Currently 141 countries support the treaty by formally ratifying or by signing on to the treaty. The U.N.'s goal is to destroy the legal buying, owning, manufacturing and selling of pistols, rifles and shotguns, especially American-owned guns.
The gun grabbing globalists years ago predicted the U.S. would ultimately cave to U.N. demands due to peer and market pressure. With their tenth conference coming this August, the U.N. is laying groundwork to deliver on these threats by requiring:
* All manufacturers seeking to export firearms must ask permission and report on how they believe the guns they sell will be used. Thus, the U.N. would have the final say on whether any firearm transfers are allowed.
* All treaty countries must allow firearm manufacturers to be sued for crimes committed with their products.
* All countries involved in exporting firearms, including the U.S. must establish a national control system, a national registration. The first step toward outright gun confiscation.
* Some want the U.S. to ratify or fully comply with the "arms trade treaty" in the naive view they'll be safe and be allowed to keep selling firearms overseas or that American gun owners won't mind their names going into a U.N. uber-database.

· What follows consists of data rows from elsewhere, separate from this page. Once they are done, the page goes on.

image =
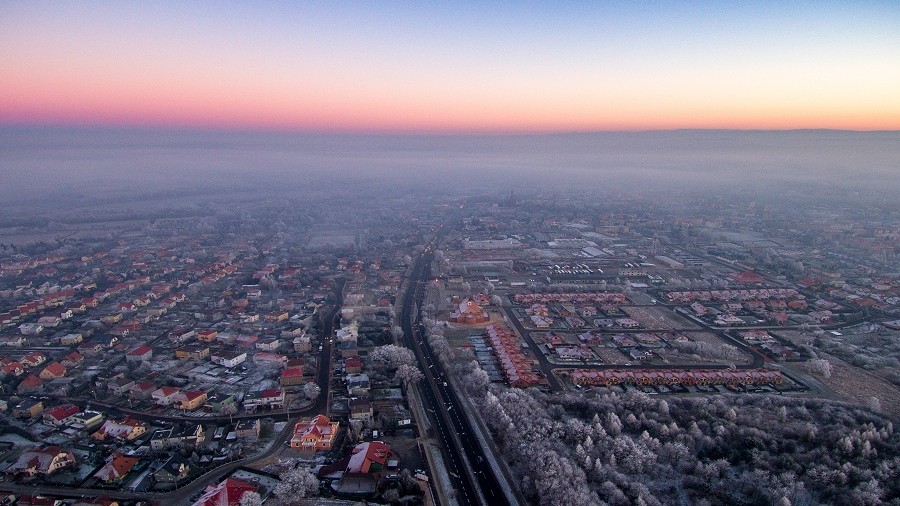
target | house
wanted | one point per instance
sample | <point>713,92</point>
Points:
<point>264,358</point>
<point>60,415</point>
<point>368,457</point>
<point>271,398</point>
<point>28,408</point>
<point>192,400</point>
<point>270,344</point>
<point>246,341</point>
<point>468,312</point>
<point>187,435</point>
<point>192,352</point>
<point>70,339</point>
<point>139,354</point>
<point>316,434</point>
<point>291,377</point>
<point>361,409</point>
<point>174,470</point>
<point>33,359</point>
<point>44,461</point>
<point>166,396</point>
<point>142,390</point>
<point>207,336</point>
<point>218,402</point>
<point>49,321</point>
<point>86,419</point>
<point>116,468</point>
<point>302,343</point>
<point>53,370</point>
<point>353,365</point>
<point>248,429</point>
<point>127,429</point>
<point>120,385</point>
<point>357,384</point>
<point>72,359</point>
<point>31,383</point>
<point>90,348</point>
<point>31,329</point>
<point>17,341</point>
<point>13,369</point>
<point>228,358</point>
<point>228,492</point>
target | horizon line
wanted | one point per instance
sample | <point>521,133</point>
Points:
<point>404,132</point>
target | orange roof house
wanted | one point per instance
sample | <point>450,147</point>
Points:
<point>468,312</point>
<point>226,493</point>
<point>53,370</point>
<point>117,468</point>
<point>316,434</point>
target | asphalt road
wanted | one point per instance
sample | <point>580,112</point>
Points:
<point>451,427</point>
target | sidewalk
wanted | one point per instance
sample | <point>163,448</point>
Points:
<point>490,450</point>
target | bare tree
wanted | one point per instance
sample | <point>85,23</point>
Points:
<point>296,483</point>
<point>408,374</point>
<point>251,499</point>
<point>311,391</point>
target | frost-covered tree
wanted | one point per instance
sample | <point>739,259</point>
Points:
<point>251,499</point>
<point>408,374</point>
<point>391,356</point>
<point>311,391</point>
<point>297,482</point>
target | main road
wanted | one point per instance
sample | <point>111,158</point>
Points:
<point>451,427</point>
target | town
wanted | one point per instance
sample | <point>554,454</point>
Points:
<point>283,351</point>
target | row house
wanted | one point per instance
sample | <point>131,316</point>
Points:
<point>270,398</point>
<point>127,429</point>
<point>187,435</point>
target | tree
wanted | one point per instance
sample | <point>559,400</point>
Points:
<point>251,499</point>
<point>391,495</point>
<point>408,374</point>
<point>392,356</point>
<point>820,366</point>
<point>296,483</point>
<point>874,404</point>
<point>311,391</point>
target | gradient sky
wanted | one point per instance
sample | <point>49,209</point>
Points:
<point>431,66</point>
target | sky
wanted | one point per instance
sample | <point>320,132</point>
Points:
<point>475,67</point>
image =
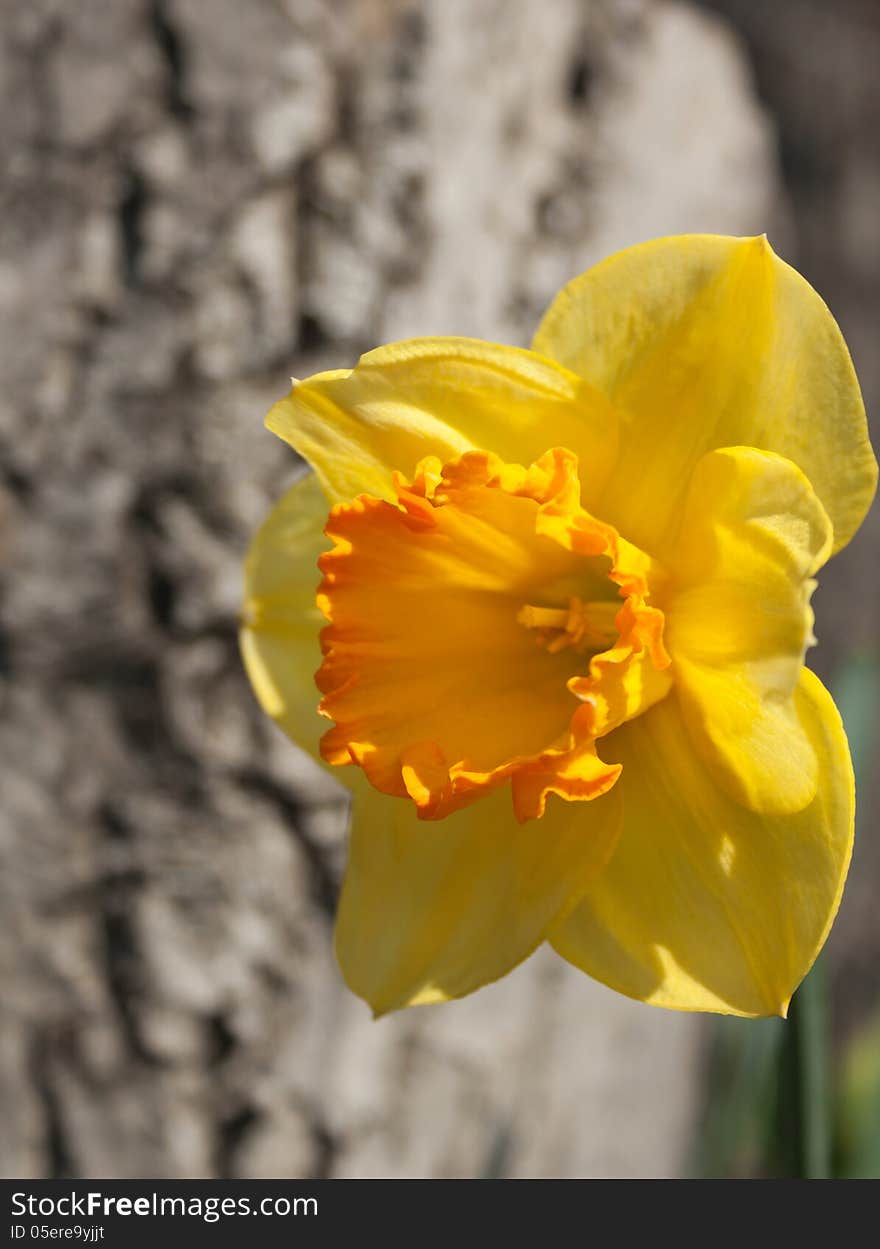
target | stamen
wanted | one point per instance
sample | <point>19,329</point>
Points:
<point>586,626</point>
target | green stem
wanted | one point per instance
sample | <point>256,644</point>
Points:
<point>805,1142</point>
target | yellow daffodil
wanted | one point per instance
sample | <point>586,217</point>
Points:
<point>561,633</point>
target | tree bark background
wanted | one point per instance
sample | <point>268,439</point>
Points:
<point>201,197</point>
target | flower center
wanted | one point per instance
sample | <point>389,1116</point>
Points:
<point>586,627</point>
<point>483,628</point>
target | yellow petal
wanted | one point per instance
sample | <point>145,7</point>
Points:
<point>703,341</point>
<point>707,906</point>
<point>442,397</point>
<point>281,621</point>
<point>739,621</point>
<point>431,912</point>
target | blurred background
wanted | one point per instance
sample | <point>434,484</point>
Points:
<point>199,199</point>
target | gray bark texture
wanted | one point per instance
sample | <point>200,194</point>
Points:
<point>201,197</point>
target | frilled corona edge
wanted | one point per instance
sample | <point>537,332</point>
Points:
<point>619,622</point>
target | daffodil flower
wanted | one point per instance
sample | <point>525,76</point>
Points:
<point>561,635</point>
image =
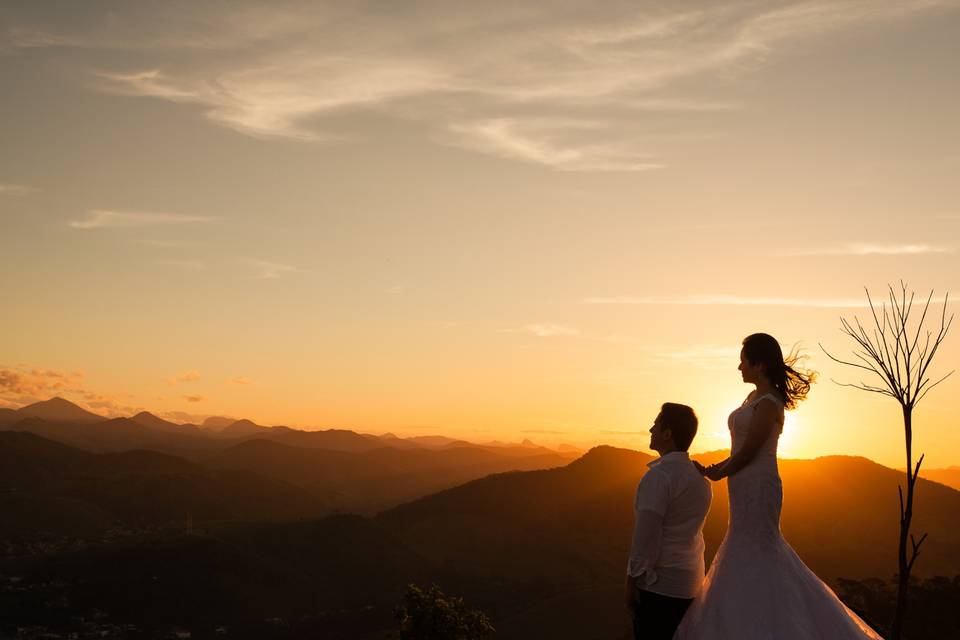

The U.N. globalists view guns in the wrong peoples' hands as the greatest threat to their utopian socialist designs for the world. Thus, they want zero firearms ownership, period, and the U.S. being the world's largest firearms manufacturing country.
Under the constitution, international treaties require a two-thirds vote in the Senate, 67 votes. The Senate's filibuster rule, requiring 60 votes for most major legislation, may not stop this treaty.
Senators have watered down the filibuster rule in recent years with many special exceptions, like trade promotional authority, which allows the president to enter into binding trade agreements like NAFTA, with a simple majority in both houses of Congress.
As the "small arms treaty" deals with international rules for firearms sales -- the treaty's provisions could be repackaged as a trade agreement and rammed into law with 51 Senate votes and a simple majority in the House, which president Biden would consider his crowning achievement as president.